Labour Minister Seamus O’Regan

Seamus O’Regan wrote a deeply personal speech during his flight to Geneva for a meeting of the International Labour Organization earlier this year. At the time, some countries in Africa and the Middle East had called on the United Nations body to remove language from its budget about the protection of workers on the grounds of sexual orientation and gender identity.

“I am a vulnerable worker. I am Canada’s labour minister, but I am gay and I am married. I would not be able to work, or I would be jailed, or I would be condemned to death, if I happened to have been born in some of the member states before me,” O’Regan told the assembly.

“I was looking into the eyes of the people who would persecute me, or kill me for who I am,” O’Regan said in an interview this month. “It was both hugely public and international. At the same time, it felt very intimate and very personal.”

O’Regan, the Liberal MP for St. John’s South-Mount Pearl, N.L., said he has always spoken about how LGBTQ+ rights can feel tenuous at times, given these rights were obtained in his lifetime.

He also said that being openly gay on Parliament Hill forces people to acknowledge he is there.

“I exist, I’m not theoretical.
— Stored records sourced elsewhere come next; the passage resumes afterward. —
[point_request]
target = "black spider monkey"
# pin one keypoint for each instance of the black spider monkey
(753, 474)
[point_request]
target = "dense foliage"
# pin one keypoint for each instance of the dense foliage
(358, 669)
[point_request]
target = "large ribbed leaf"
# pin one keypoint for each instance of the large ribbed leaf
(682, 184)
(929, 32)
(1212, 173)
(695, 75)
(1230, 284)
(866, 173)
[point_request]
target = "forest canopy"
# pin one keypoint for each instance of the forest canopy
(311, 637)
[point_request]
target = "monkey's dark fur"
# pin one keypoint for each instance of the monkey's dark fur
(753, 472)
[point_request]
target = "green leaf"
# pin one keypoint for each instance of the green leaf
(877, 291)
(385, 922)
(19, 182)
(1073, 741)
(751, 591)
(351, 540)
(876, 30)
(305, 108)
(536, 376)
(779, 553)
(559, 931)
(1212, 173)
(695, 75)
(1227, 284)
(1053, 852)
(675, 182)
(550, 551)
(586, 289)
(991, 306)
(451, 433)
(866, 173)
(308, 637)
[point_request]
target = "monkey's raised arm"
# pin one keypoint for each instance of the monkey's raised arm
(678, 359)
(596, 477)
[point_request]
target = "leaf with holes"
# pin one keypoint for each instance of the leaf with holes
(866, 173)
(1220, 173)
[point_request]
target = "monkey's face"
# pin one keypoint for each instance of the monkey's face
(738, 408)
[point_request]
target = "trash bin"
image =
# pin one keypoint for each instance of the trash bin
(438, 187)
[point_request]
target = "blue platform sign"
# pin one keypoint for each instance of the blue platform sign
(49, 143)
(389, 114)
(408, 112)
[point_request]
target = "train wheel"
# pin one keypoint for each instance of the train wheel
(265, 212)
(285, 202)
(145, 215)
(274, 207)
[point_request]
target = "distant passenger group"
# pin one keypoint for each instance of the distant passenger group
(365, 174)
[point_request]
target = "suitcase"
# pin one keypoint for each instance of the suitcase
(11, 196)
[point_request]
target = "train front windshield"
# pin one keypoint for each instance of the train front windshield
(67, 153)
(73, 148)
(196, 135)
If you’re going to take away or diminish the rights of gay people in this country, then you get to look me in the eye to do it.”

He noted that as a cabinet minister, he can make legislative or regulatory changes that he think might help when it comes to federal jurisdiction.

“But in provincial and territorial spheres — and even international spheres — I have to sometimes rely on the moral case,” he said. “I will do that, and I have done that, without hesitation.”